We recently added the ability to see the newly-available baseline date (when all the major browsers support the feature). You can see it when hovering the baseline logo for a given feature. We only show it when hovering to reduce information overload.
The page is sorted by the newly available date by default. The widely available date right now is just newly-available + 30 months
(code)
Would using the newly available date work for you?
Yeah, it can work. But having the main data I would use hidden behind a hover interaction and some math doesn't feel like I'm avoiding information overload - it just requires extra work to get the information I'm looking for. I think the hide/show-columns feature is a much better solution, and already in place. Since columns can be hidden by default, and turned on as needed, these seem like useful columns to make available in that interface – without adding to the amount of information shown by default.

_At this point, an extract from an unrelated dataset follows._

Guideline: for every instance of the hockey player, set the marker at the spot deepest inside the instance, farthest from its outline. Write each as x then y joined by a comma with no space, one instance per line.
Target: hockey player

One limitation with sorting by widely/high available date is that many features haven't reached that 30-month threshold yet, resulting in null values. This means sorting would only show widely available features at the top, followed by all others with no clear order.
To achieve your desired outcome of seeing projected dates as well, you could request a change in the data.json from Web Features to include future widely available dates. This would avoid the need for us to duplicate the 30-month calculation (that could potentially change).
A lightweight option could be to add toggles within the existing "Baseline" column in the column selection dialog that you mentioned:
Since it does not rely on a new column with potential future high dates added in data.json, all of this could be handled in the frontend. We distinguish that is an estimate with "Projected" phrasing too. And maintenance is a lot easier (whereas future dates stored in the database might need to change.)
Let me know what you think!
That sounds like a great solution, thanks!
As a developer and teacher, I'd love to see when something hit baseline - and when it's expected to achieve (or already has achieved) wide support. Being able to sort on that as a column in the table would be really useful.